Altar montado por Dona Marinúbia
 
O promotor Davi Gallo Barouh procurou a reportagem do site Bocão News para relatar o que, para ele, siginifica benefício à acusada. "Até aonde eu sei, Kátia Vargas continua exercendo a profissão de médica e, é inadmissível, porque ela continua dirigindo veículo automotor. Enquanto isso, a mãe das vítimas enlouquece esperando por uma Justiça que só favorece a criminosa. A pessoa fica esperando justiça e a justiça não vem. Fico revoltado porque não tem necessidade nenhuma deste processo protelar", afirmou o promotor. Ainda conforme Gallo, o júri estava programado para julho deste ano, "mas tudo indica que não ocorra porque os laudos nem foram enviados".
 
Recentemente com a família das vítimas, o promotor lamentou o sofrimento de dona Marinúbia. "Ela construiu um altar. Fica esperando os filhos voltarem. É muito revoltante e doloroso tudo isso", acrescentou. 
 
 
Em dezembro de 2013, a médica Kátia Vargas decidiu falar pela primeira vez sobre o caso. Em vídeo, exibido com exclusividade pelo Bocão News, ela afirma que morreu junto com os meninos. "Não posso assumir algo que não fiz. Acredito na Justiça dos homens e na divina.

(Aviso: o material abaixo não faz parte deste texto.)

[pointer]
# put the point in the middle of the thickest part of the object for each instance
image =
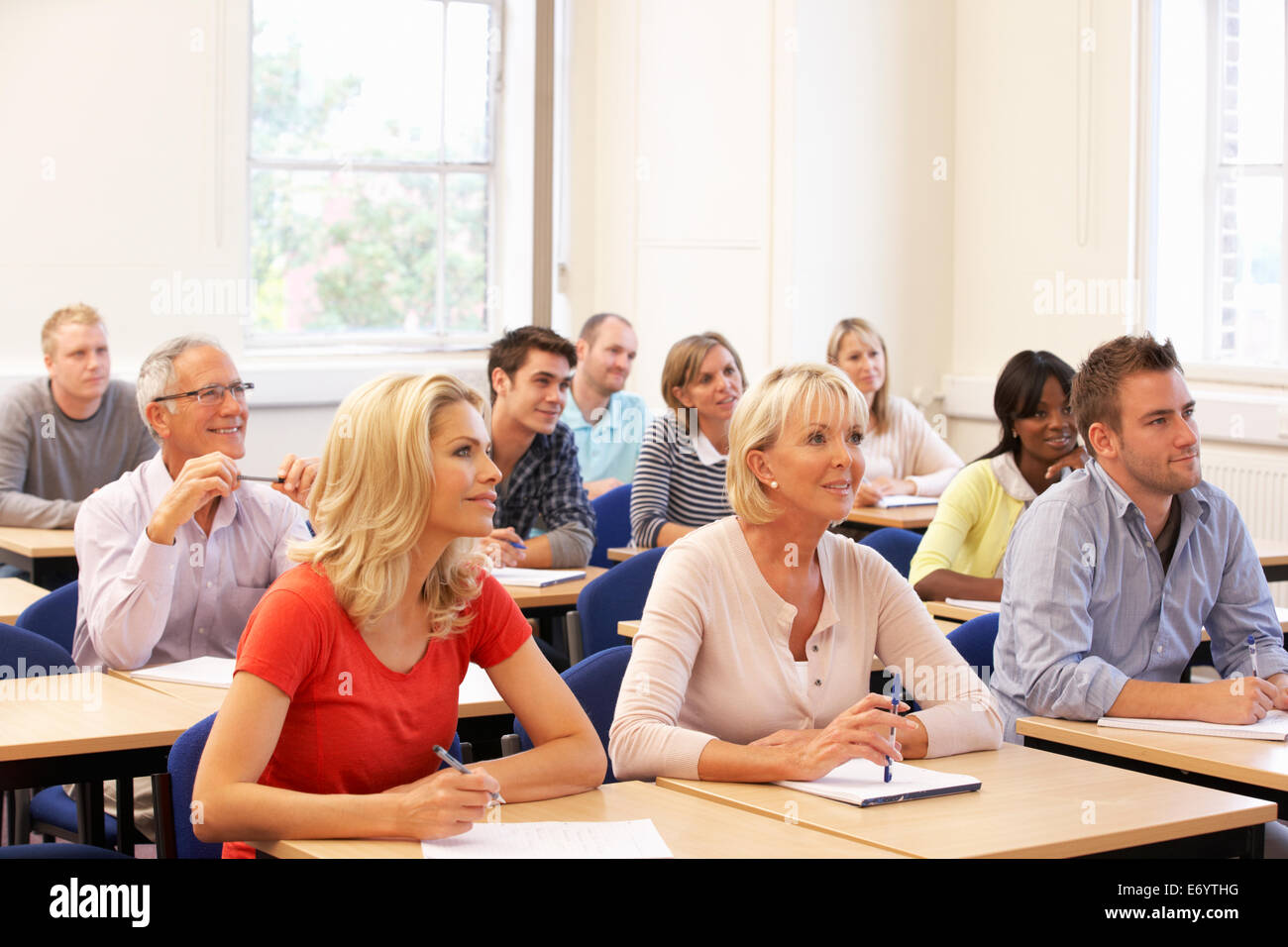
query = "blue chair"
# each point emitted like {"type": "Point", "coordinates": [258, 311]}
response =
{"type": "Point", "coordinates": [612, 523]}
{"type": "Point", "coordinates": [595, 684]}
{"type": "Point", "coordinates": [50, 812]}
{"type": "Point", "coordinates": [53, 616]}
{"type": "Point", "coordinates": [613, 596]}
{"type": "Point", "coordinates": [897, 547]}
{"type": "Point", "coordinates": [974, 642]}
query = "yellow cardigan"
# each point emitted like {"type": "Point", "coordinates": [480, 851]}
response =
{"type": "Point", "coordinates": [974, 521]}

Se perdermos a fé na Justiça, acho que perderemos a fé na vida. A verdade existe e tem que aparecer.... o acidente é trágico mais para ela (referindo-se à mãe dos jovens) do que para mim. Apesar do sofrimento eu estou viva, mas sei que esta dor não tem preço, não tem tamanho, não tem tempo pra passar, não sei nem se passa..". "Meus filhos foram expostos à mídia, apesar de serem menores de idade; meu marido também foi exposto em público; minha clínica recebeu ameaças de ser depredada. Recebemos ameaça de morte", disse. 
 
Em outro momento Kátia fala para a mãe de Emanuel e Emanuelle: "Se eu pudesse falar para a mãe desses meninos, olho no olho, queria que ela soubesse que sou inocente, não matei esses meninos, não tive culpa nesse acidente".
 
A oftalmologista foi presa no dia 17 de outubro e exatamente um mês depois deixou o Complexo Penintenciário Feminino da Mata Escura. Kátia depôs pela primeira vez no dia 12 de dezembro e garantiu não ter colidido com a moto dos irmãos. Agora, a família aguarda a decisão da Justiça para que o júri popular ocorra. Atualmente, a médica está em liberdade.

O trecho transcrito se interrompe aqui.